About
Working inside college athletics. Writing about the numbers that explain what's actually happening to the sport.
I work in college athletics and have a front-row seat to an industry that's rewriting its own rules in real time. The House v. NCAA settlement, the open transfer portal, NIL markets, conference realignment: the structural changes landing on college sports right now are genuinely historic, and most of the coverage treats them like a news feed instead of a story.
The Game Plan is my attempt to slow down and actually analyze what's happening, using data not takes.
Three reasons, honestly. First, I do this kind of analysis anyway and wanted somewhere to put it that isn't a shared drive. Second, I think the transfer portal era and the revenue-sharing era are going to look very different in ten years than they do right now, and I want a record of what the numbers were actually showing as it unfolded.
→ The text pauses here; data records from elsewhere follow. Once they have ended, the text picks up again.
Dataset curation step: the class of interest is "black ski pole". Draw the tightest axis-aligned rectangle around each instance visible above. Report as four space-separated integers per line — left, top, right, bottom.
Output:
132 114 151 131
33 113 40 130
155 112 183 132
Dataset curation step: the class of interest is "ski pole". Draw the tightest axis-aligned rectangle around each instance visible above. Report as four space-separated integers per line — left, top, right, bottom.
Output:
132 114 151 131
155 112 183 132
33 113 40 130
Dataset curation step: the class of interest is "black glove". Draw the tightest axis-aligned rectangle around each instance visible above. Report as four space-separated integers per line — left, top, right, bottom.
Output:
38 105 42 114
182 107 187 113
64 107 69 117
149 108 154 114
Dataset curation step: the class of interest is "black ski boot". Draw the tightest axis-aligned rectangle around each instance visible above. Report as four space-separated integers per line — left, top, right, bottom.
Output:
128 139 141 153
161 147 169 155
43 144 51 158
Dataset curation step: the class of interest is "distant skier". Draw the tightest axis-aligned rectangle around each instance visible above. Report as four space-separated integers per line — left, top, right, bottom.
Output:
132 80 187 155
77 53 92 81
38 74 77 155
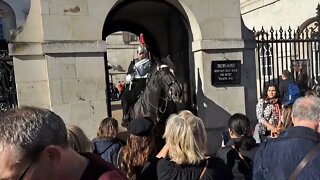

Third, this is a portfolio: a public record of how I think about football, basketball, and the business of college sports.
If you're a coach, an analyst, or someone building out a staff and you like what you see here, my contact is below.
The primary lens is football and basketball, but the more interesting thread running through everything is the economics: how programs are allocating NIL resources, how roster construction decisions get made under a revenue-sharing cap, and what the transfer portal actually rewards versus what conventional wisdom thinks it rewards.
I'm particularly interested in mid-major programs, the ones operating without a blank check, where every analytical edge actually matters.